Podczas gdy dwuletnia córeczka Maggie rozpakowuje regał po raz trzeci tego dnia, Mary West Highland terrier, leży zwinięta na worku z fasolą w strumieniu słońca przepływającego przez okno. Emily pracuje przy stole w kuchni, a jej mąż, Conor Price, robi dzbanek herbaty, jednocześnie pilnując Maggie.
Douglas Gibb
Ten szczęśliwy dom to mieszkanie z trzema sypialniami na drugim piętrze wiktoriańskiej kamienicy, które Conor, inżynier budownictwa, kupił osiem lat temu i wynajął studentom. Kiedy pojawiła się Maggie, para poczuła, że mieszkanie z jedną sypialnią, w której mieszkali, było za małe i powiadomiło lokatorów o wyjeździe.
Douglas Gibb
„Jak możesz sobie wyobrazić, mieszkanie było dość zniszczone po kilku latach wynajmowania studentom. Instalacja elektryczna, hydrauliczna i centralnego ogrzewania wymagały modernizacji. Chcieliśmy nowej kuchni i łazienki, wszystkie oryginalne elementy wymagały remontu i musieliśmy remontować przez cały czas - wyjaśnia Emily.
Douglas Gibb
Jednak wraz z nadejściem narodzin Maggie para postanowiła udekorować swoją sypialnię i pokój dziecka i zostawić resztę pracy, dopóki nie urodzi się. „Nie chcieliśmy zabierać jej do domu na plac budowy” - mówi Emily. Dziewięć miesięcy po przybyciu Maggie rodzina przeprowadziła się do pobliskiego domu rodziców Emily i rozpoczęły się prace remontowe. Projekt Conor zarządzał pracami budowlanymi w tym samym czasie, gdy prowadził własną firmę inżynieryjną, a Emily pozyskiwała wszystko, od elementów kuchennych, blatów i lamp po płytki.
„Pracowałam także w swoim studio dwa dni w tygodniu, więc był to dość chaotyczny czas” - wspomina. Po zakończeniu większości prac rodzina przeprowadziła się z powrotem do domu.
Douglas Gibb
W następnym roku Conor zbudował i zainstalował nowe kominki w każdym pokoju oraz odnowił okna, okładziny i listwy przypodłogowe. „Zaprojektowaliśmy ten remont, aby łączył komfort nowoczesnego życia z oryginalnym wiktoriańskim przepychem” - mówi Emily.

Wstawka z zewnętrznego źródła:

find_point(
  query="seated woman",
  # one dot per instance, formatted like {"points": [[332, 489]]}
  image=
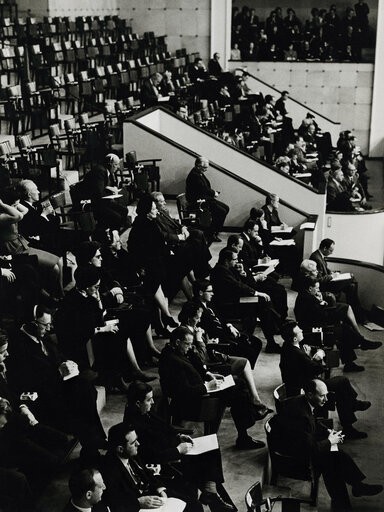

Ostatnim zadaniem na liście była łazienka. Conor pracował wieczorami i weekendami, instalując nowe okucia i ponownie układając podłogę i ściany. „Wszystko było dość trudne, ponieważ małe dzieci nie sprzyjają majsterkowaniu!” mówi Emily.
Po zakończeniu wszystkich prac para mogła rozpakować ostatnie pudła i zawiesić zdjęcia na ścianach. Conor spędził większość swojego dzieciństwa w Nowym Jorku i inspiruje go loftowy wygląd białych ścian i poplamionych desek podłogowych. Białe tło jest idealne na nasze zdjęcia i dzieła sztuki - wyjaśnia Emily.
Douglas Gibb
„Wszystko, co posiadamy, opowiada o jego pochodzeniu. Jedną z naszych ulubionych rozrywek jest poszukiwanie skarbów w nieoczekiwanych miejscach. Kredens w salonie został znaleziony na ulicy krzesła kuchenne kupiono w sklepach charytatywnych, a kolekcja słoików i naczyń Emily pochodziła z bagażnika samochodu obroty. Te przedmioty zostały połączone z kapryśną grafiką Emily, która zdobi ściany, a także ściereczkami, a nawet rzut kaszmiru. „Inspiruje mnie wszędzie wzór, tkaniny z lat 60. i 70., naczynia skandynawskie, garnki i słoiki oraz natura”, mówi Emily.
Douglas Gibb
Emily studiowała projektowanie tekstyliów w Edinburgh College of Art, internowana w firmie tapetowej Cole & Son, i wkrótce zdała sobie sprawę, że jej główną pasją jest wycinanie papieru i tworzenie wzorów. Teraz tworzy pracę dla takich klientów, jak długopisy Mont Blanc, Cadbury's i Marks & Spencer. „Swoje cięcia papieru koncentruję na dwóch dniach w studio i od czasu do czasu muszę odbierać telefony lub pisać e-maile, gdy Maggie drzemie. To żonglerka.
Ale to z pewnością wyzwanie, którym cieszy się Emily. „Mam szczęście, że mogę czerpać przyjemność z mojej pracy, ale jestem też domowym ptakiem, a teraz, kiedy mieszkanie jest wykończone, wszystko pięknie się ze sobą łączyć”.